Central registry for parser discovery and selection.

from stratum.parsers import ParserRegistry, get_parser

# Auto-select by file extension
parser = ParserRegistry.get_for_file(Path("document.pdf"))

# Select by format
from stratum.models.document import DocumentFormat
parser = ParserRegistry.get_for_format(DocumentFormat.PDF)

# Convenience function
parser = get_parser(path=Path("document.pdf"))
parser = get_parser(format="pdf")

# List supported formats
formats = ParserRegistry.get_supported_formats()
# [DocumentFormat.PDF, DocumentFormat.MARKDOWN, ...]

Available Parsers

DoclingParser

Uses the Docling library for document parsing.

Supported formats: PDF, DOCX

from stratum.parsers import DoclingParser

# Images + tables extraction
parser = DoclingParser(
    images_dir="output/images",
    tables_dir="output/tables",
    image_dpi=300,           # DPI for PDF image rendering (default: 300)
)
document = parser.parse_file(Path("paper.pdf"))

Features: - High-quality PDF text extraction - Table detection and structure preservation - Table export as Markdown .md files (when tables_dir set) - HD image extraction via PyMuPDF at configurable DPI (when images_dir set + PDF) - Parallel image rendering with ThreadPoolExecutor - Heading level detection - Page number tracking

Requirements:

pip install stratum

MarkdownParser

Built-in parser for Markdown files.

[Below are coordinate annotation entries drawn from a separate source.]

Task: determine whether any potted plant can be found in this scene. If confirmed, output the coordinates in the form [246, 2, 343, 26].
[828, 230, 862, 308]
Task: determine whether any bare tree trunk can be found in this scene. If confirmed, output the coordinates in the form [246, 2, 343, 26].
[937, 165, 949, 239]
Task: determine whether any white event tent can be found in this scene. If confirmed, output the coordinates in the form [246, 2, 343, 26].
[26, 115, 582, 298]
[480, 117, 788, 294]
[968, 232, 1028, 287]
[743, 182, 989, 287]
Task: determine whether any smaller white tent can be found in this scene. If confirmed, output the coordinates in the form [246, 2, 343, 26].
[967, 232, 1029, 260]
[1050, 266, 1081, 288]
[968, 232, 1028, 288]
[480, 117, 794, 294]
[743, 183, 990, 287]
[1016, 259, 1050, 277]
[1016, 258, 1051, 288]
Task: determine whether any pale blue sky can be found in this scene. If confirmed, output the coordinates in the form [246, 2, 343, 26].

No external dependencies.

Supported formats: Markdown (.md)

from stratum.parsers import MarkdownParser

parser = MarkdownParser()
document = parser.parse_file(Path("readme.md"))

Features: - Heading level detection (H1-H6) - Code block preservation (fenced and indented) - Table detection - List detection - No external dependencies

TxtParser

Built-in parser for plain text files. No external dependencies.

Supported formats: Plain text (.txt)

from stratum.parsers import TxtParser

parser = TxtParser()
document = parser.parse_file(Path("notes.txt"))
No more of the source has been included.